BC Law professors participate in the University's Constitution and Citizenship Day panel discussion.


Three Boston College Law School professors are among five panelists at the University’s Constitution and Citizenship Day event on September 14. “What the Constitution Means to Us” is a cross-disciplinary gathering co-sponsored by the Clough Center for the Study of Constitutional Democracy and the Schiller Institute for Integrated Science and Society.

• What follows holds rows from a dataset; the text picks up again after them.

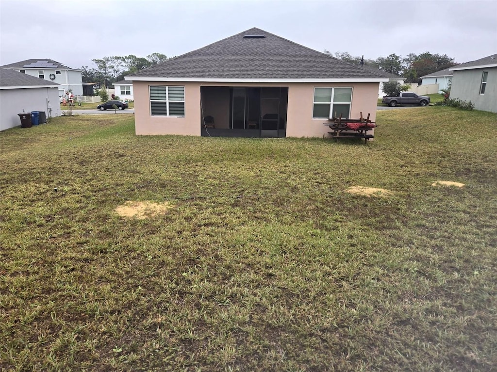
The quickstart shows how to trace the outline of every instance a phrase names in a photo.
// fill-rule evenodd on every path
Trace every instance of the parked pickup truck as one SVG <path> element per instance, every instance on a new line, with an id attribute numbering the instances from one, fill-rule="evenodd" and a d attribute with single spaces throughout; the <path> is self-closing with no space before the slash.
<path id="1" fill-rule="evenodd" d="M 411 92 L 402 92 L 399 96 L 396 97 L 384 96 L 381 101 L 392 106 L 397 105 L 426 106 L 430 103 L 430 97 L 425 95 L 418 95 Z"/>

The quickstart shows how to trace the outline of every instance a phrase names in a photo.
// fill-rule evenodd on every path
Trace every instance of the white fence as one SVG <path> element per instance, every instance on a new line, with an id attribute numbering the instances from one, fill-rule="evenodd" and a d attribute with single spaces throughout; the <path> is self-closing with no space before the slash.
<path id="1" fill-rule="evenodd" d="M 96 102 L 100 102 L 101 100 L 102 99 L 100 98 L 99 96 L 98 95 L 92 96 L 77 95 L 76 97 L 76 102 L 83 102 L 86 103 L 96 103 Z"/>
<path id="2" fill-rule="evenodd" d="M 425 85 L 418 85 L 417 84 L 410 84 L 411 88 L 408 91 L 415 93 L 418 95 L 434 94 L 438 92 L 438 84 L 427 84 Z"/>

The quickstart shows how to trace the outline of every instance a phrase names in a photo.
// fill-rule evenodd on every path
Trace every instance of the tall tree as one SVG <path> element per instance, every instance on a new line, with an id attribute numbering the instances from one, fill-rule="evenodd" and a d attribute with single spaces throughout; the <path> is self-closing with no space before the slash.
<path id="1" fill-rule="evenodd" d="M 104 57 L 101 59 L 91 60 L 96 65 L 98 71 L 98 82 L 101 86 L 106 86 L 106 81 L 109 79 L 109 57 Z"/>
<path id="2" fill-rule="evenodd" d="M 418 84 L 421 83 L 421 76 L 452 67 L 457 64 L 454 62 L 453 58 L 451 58 L 446 54 L 432 54 L 428 52 L 425 52 L 417 56 L 410 54 L 408 62 L 410 63 L 406 66 L 406 70 L 410 75 L 409 80 L 412 81 L 407 82 L 417 82 Z M 415 74 L 413 72 L 415 72 Z"/>
<path id="3" fill-rule="evenodd" d="M 362 56 L 352 56 L 347 52 L 335 52 L 333 55 L 331 54 L 331 53 L 329 50 L 325 49 L 324 53 L 328 54 L 329 56 L 338 58 L 339 60 L 344 61 L 345 62 L 351 63 L 352 65 L 360 65 L 361 60 L 362 59 Z M 376 61 L 374 60 L 365 59 L 364 60 L 364 63 L 365 65 L 378 67 Z"/>
<path id="4" fill-rule="evenodd" d="M 400 75 L 402 74 L 402 58 L 393 53 L 388 57 L 379 57 L 376 59 L 378 68 L 390 74 Z"/>
<path id="5" fill-rule="evenodd" d="M 150 62 L 151 65 L 159 65 L 161 62 L 167 61 L 167 57 L 165 54 L 155 53 L 147 56 L 147 59 Z"/>
<path id="6" fill-rule="evenodd" d="M 83 82 L 96 82 L 98 81 L 98 71 L 88 66 L 82 66 L 81 78 Z"/>
<path id="7" fill-rule="evenodd" d="M 109 69 L 112 73 L 114 82 L 117 81 L 118 75 L 122 72 L 124 67 L 124 58 L 119 56 L 113 56 L 108 57 L 109 61 Z"/>
<path id="8" fill-rule="evenodd" d="M 124 59 L 124 64 L 128 72 L 130 74 L 146 69 L 151 66 L 150 61 L 146 58 L 137 57 L 133 54 L 126 56 Z"/>

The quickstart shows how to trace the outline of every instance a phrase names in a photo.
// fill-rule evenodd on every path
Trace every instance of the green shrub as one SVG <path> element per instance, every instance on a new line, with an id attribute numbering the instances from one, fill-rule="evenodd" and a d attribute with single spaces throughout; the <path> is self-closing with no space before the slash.
<path id="1" fill-rule="evenodd" d="M 101 89 L 98 91 L 98 95 L 102 99 L 102 102 L 105 102 L 109 100 L 109 95 L 107 93 L 107 91 L 104 89 Z"/>
<path id="2" fill-rule="evenodd" d="M 466 102 L 459 98 L 448 98 L 445 101 L 437 102 L 435 104 L 436 106 L 449 106 L 468 111 L 472 111 L 475 108 L 475 104 L 471 101 Z"/>

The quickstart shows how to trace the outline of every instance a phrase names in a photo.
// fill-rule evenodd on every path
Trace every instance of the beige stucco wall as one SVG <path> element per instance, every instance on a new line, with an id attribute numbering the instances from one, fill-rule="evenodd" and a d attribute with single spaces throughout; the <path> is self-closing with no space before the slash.
<path id="1" fill-rule="evenodd" d="M 185 87 L 184 118 L 152 116 L 149 85 Z M 135 132 L 137 135 L 178 134 L 200 135 L 200 88 L 197 82 L 133 81 L 135 96 Z"/>
<path id="2" fill-rule="evenodd" d="M 290 84 L 288 89 L 288 111 L 287 116 L 287 137 L 328 137 L 330 128 L 323 125 L 322 119 L 313 119 L 314 87 L 349 87 L 353 88 L 350 117 L 357 119 L 362 111 L 364 117 L 374 121 L 378 104 L 377 82 L 306 83 Z"/>
<path id="3" fill-rule="evenodd" d="M 185 117 L 151 116 L 149 86 L 182 85 L 185 87 Z M 323 125 L 322 119 L 313 119 L 312 112 L 315 87 L 352 87 L 350 116 L 358 118 L 360 111 L 365 117 L 375 121 L 379 83 L 226 83 L 226 82 L 158 82 L 134 81 L 135 117 L 137 135 L 177 134 L 200 135 L 200 86 L 286 86 L 288 87 L 288 109 L 286 136 L 288 137 L 328 137 L 330 129 Z M 206 104 L 205 104 L 207 106 Z M 212 115 L 216 119 L 216 128 L 222 128 L 227 113 Z M 228 118 L 228 120 L 229 118 Z M 219 121 L 220 126 L 218 125 Z"/>

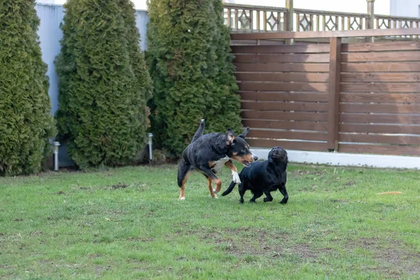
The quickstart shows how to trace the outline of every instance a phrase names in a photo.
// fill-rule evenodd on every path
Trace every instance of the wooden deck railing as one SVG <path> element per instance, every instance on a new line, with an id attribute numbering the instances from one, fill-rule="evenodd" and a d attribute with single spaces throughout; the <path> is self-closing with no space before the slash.
<path id="1" fill-rule="evenodd" d="M 374 10 L 374 2 L 368 3 L 371 5 L 368 10 Z M 234 31 L 339 31 L 420 27 L 420 18 L 297 9 L 293 6 L 290 10 L 232 4 L 224 4 L 223 6 L 225 24 Z"/>

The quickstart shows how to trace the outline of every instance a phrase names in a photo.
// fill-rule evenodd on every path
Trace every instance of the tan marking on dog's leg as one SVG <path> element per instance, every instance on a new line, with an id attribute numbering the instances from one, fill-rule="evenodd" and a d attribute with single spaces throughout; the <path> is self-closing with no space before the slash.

The Law School’s three participants include Professor and Provost’s Distinguished Fellow Aziz Rana, whose research focuses on American constitutional law and political development, in particular on how shifting notions of race, citizenship, and empire have shaped legal and political identity since the founding. Associate Professor Paulo Barrozo is a scholar of public law and legal theory. He offers new understandings of rights, punishment, cruelty, structural mercy, legal education, distribution, institutionalization, the nature of the political realm, the nature and evolution of law, and the history of legal thought. Carney Distinguished Scholar Daniel Kanstroom brings to the discussion his expertise as faculty director of the Rappaport Center for Law and Public Policy and co-director of the Boston College Center for Human Rights and International Justice. 

Also speaking are BC Assistant Professor of Political Science Thibaud Marcesse and Sarah Lunnie, dramaturg for the award-winning play by Heidi Schreck, “What the Constitution Means to Me.”